Use a continuous IRT variant – some extensions, like graded response models for polytomous items or continuous response models (Samejima, 1974), allow modeling continuous responses, but they’re less common and need specialized software.
So yes, in principle, you can estimate parameters with an IRT approach, but only after either transforming the data or using a continuous-response IRT model.
Yes, you *can*, but let me clarify a few key points before you try applying **Item Response Theory (IRT)** to your dataset.
What IRT needs
IRT is designed for item-level response data, typically in the form of:
Binary data
Polytomous data.
From such data, IRT estimates item parameters (difficulty, discrimination, guessing) and person parameters .
2. Your dataset shape
You showed a single row:
`(0, 1.751, 2.310, 0.875, …)`
This looks like continuous values, not discrete item responses. If these values represent:
Scores/responses from one individual across items → You’ll need many individuals’ responses to estimate IRT parameters.

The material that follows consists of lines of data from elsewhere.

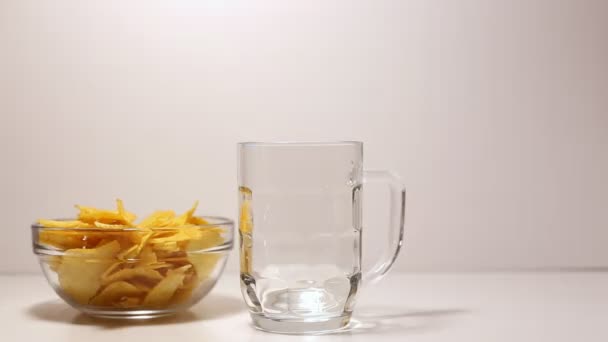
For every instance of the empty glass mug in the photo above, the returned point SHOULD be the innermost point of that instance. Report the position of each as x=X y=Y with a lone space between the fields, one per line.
x=300 y=232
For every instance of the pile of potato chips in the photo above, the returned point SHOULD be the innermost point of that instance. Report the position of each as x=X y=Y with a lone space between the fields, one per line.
x=154 y=264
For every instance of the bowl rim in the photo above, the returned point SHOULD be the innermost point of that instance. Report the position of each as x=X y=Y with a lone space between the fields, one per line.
x=218 y=221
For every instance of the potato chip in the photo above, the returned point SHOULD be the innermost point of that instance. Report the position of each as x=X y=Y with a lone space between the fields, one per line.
x=158 y=219
x=80 y=270
x=130 y=273
x=128 y=302
x=108 y=225
x=199 y=221
x=164 y=290
x=127 y=217
x=115 y=292
x=161 y=262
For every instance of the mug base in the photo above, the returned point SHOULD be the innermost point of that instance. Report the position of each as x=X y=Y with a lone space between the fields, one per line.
x=300 y=326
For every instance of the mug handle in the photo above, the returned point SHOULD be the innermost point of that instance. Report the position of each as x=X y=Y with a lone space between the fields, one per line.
x=396 y=223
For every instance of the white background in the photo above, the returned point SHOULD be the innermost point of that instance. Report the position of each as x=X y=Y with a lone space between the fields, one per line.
x=495 y=113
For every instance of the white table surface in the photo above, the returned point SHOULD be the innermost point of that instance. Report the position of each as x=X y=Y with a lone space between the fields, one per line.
x=403 y=307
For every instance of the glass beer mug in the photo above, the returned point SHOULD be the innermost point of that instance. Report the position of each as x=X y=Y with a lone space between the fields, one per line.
x=300 y=232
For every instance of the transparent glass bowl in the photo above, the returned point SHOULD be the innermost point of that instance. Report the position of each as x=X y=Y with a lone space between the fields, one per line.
x=131 y=273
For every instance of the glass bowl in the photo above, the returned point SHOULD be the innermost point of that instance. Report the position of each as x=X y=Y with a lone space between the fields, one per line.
x=133 y=273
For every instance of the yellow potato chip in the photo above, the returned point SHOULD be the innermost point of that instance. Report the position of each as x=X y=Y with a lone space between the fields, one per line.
x=161 y=294
x=160 y=263
x=147 y=257
x=81 y=269
x=125 y=254
x=129 y=302
x=115 y=292
x=130 y=273
x=127 y=217
x=158 y=219
x=113 y=268
x=199 y=221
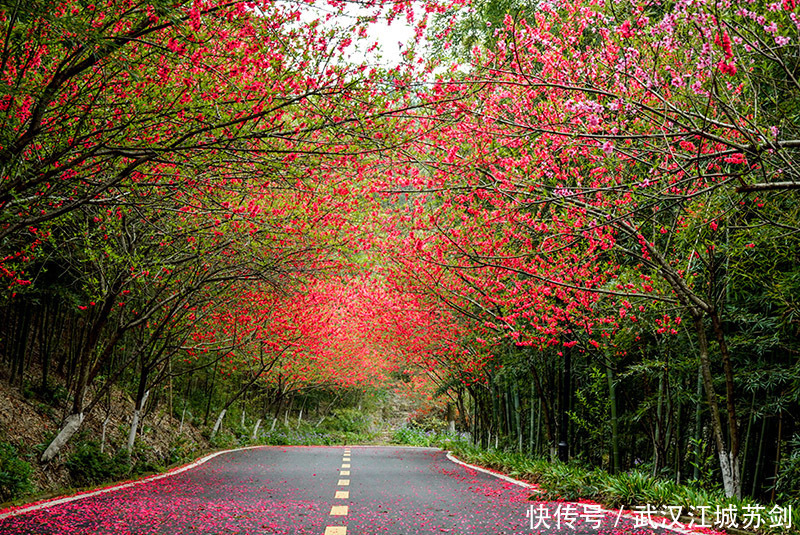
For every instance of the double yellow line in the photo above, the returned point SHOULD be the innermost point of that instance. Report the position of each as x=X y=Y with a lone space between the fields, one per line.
x=341 y=510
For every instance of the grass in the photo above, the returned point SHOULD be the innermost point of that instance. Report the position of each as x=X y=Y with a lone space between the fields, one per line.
x=573 y=481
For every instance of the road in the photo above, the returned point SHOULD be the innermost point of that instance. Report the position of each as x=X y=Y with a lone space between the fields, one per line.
x=320 y=491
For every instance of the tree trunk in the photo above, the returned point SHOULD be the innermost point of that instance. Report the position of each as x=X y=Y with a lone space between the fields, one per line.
x=70 y=427
x=137 y=414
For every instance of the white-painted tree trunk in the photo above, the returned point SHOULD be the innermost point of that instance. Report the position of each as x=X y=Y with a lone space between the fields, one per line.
x=183 y=417
x=70 y=427
x=103 y=437
x=218 y=423
x=137 y=414
x=731 y=474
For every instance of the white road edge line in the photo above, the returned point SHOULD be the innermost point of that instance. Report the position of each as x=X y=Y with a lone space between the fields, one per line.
x=451 y=457
x=88 y=494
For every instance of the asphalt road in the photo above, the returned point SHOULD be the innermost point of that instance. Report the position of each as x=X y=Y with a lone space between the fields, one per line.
x=321 y=491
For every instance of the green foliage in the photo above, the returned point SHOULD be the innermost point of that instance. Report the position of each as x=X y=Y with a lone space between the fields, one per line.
x=572 y=481
x=787 y=485
x=90 y=466
x=182 y=450
x=15 y=474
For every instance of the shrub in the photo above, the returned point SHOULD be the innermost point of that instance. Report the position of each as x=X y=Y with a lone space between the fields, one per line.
x=15 y=474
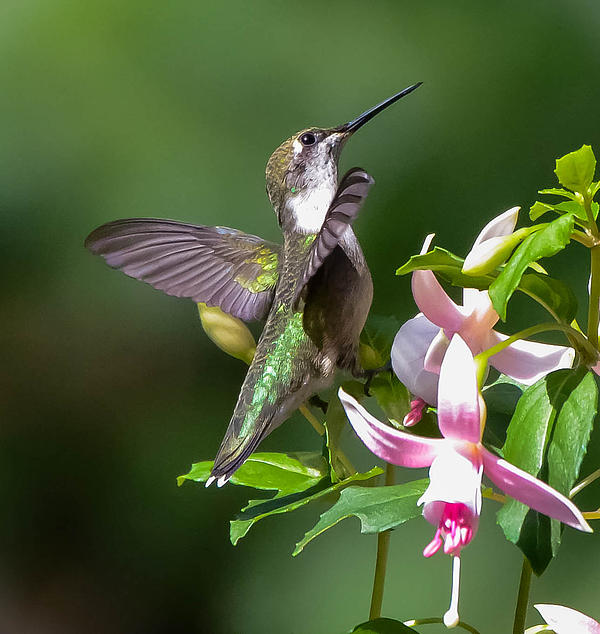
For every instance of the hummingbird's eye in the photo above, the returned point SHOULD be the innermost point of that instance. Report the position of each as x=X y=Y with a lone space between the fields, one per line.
x=308 y=138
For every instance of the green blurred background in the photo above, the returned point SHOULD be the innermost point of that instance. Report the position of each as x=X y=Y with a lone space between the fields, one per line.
x=110 y=389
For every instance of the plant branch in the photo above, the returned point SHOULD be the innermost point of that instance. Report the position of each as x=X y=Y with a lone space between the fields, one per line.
x=522 y=598
x=594 y=305
x=590 y=351
x=383 y=546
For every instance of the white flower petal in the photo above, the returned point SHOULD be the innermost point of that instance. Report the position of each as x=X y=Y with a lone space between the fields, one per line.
x=501 y=225
x=408 y=357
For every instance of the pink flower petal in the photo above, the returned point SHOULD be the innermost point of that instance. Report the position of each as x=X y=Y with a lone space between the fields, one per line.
x=454 y=478
x=435 y=353
x=432 y=299
x=528 y=361
x=392 y=445
x=458 y=394
x=501 y=225
x=533 y=492
x=565 y=620
x=481 y=319
x=408 y=355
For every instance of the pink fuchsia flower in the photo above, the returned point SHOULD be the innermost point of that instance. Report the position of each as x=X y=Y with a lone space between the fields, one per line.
x=421 y=342
x=452 y=502
x=565 y=620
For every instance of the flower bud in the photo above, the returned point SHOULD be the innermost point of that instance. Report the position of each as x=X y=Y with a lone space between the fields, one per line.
x=227 y=332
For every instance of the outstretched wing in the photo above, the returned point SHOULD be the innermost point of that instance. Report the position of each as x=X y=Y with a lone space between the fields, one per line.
x=344 y=208
x=221 y=267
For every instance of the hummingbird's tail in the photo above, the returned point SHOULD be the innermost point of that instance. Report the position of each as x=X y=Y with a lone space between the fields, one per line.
x=261 y=407
x=232 y=453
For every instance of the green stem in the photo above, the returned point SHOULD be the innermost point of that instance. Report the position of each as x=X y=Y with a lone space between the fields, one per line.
x=594 y=306
x=522 y=598
x=383 y=546
x=429 y=621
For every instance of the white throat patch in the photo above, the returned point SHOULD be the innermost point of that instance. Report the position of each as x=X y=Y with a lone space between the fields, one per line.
x=310 y=207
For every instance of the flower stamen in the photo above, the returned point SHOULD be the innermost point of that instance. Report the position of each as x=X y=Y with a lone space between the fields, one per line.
x=451 y=617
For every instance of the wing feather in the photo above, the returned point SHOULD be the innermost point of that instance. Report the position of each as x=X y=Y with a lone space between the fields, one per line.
x=347 y=203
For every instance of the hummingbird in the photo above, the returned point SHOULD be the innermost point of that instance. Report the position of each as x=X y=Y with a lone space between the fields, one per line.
x=314 y=290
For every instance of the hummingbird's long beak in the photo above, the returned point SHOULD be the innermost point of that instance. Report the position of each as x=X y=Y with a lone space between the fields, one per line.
x=352 y=126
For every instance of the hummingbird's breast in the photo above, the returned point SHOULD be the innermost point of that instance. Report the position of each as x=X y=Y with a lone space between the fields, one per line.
x=310 y=199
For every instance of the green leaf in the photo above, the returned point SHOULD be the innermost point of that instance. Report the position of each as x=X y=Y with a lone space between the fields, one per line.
x=257 y=510
x=383 y=626
x=378 y=508
x=448 y=266
x=554 y=295
x=557 y=191
x=576 y=169
x=544 y=243
x=548 y=435
x=391 y=395
x=378 y=334
x=538 y=209
x=283 y=472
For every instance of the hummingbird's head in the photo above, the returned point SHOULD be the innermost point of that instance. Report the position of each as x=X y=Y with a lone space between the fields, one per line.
x=302 y=173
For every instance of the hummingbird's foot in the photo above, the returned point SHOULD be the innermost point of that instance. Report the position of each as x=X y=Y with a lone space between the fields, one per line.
x=371 y=374
x=317 y=401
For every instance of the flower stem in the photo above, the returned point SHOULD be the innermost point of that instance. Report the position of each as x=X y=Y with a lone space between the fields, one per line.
x=434 y=619
x=383 y=546
x=594 y=305
x=522 y=598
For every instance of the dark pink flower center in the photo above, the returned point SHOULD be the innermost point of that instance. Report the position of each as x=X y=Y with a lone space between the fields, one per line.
x=417 y=407
x=454 y=530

Already-scaled values (like factor loadings, abilities, or scores) → Then they are not raw item responses, and IRT parameter estimation is not directly possible from just this row.
3. Requirements for IRT estimation
To estimate IRT parameters, you need:
A matrix rows = individuals, columns = items
4. Answering your question
If your dataset is just one row like `(0, 1.751, …)`, you cannot estimate IRT item parameters.
If your dataset is many rows (persons) × many items, and responses are categorical (binary/polytomous), then yes, you can apply IRT to find item parameters.
Here's a note I wrote about continuous Rasch models in 2001 - https://www.rasch.org/rmt/rmt144a.htm - but my experiments indicated that data is rarely truly continuous. Data that is claimed to be continuous is usually granular or lumpy. It is more meaningful to analyze the grains or lumps as ordinal categories.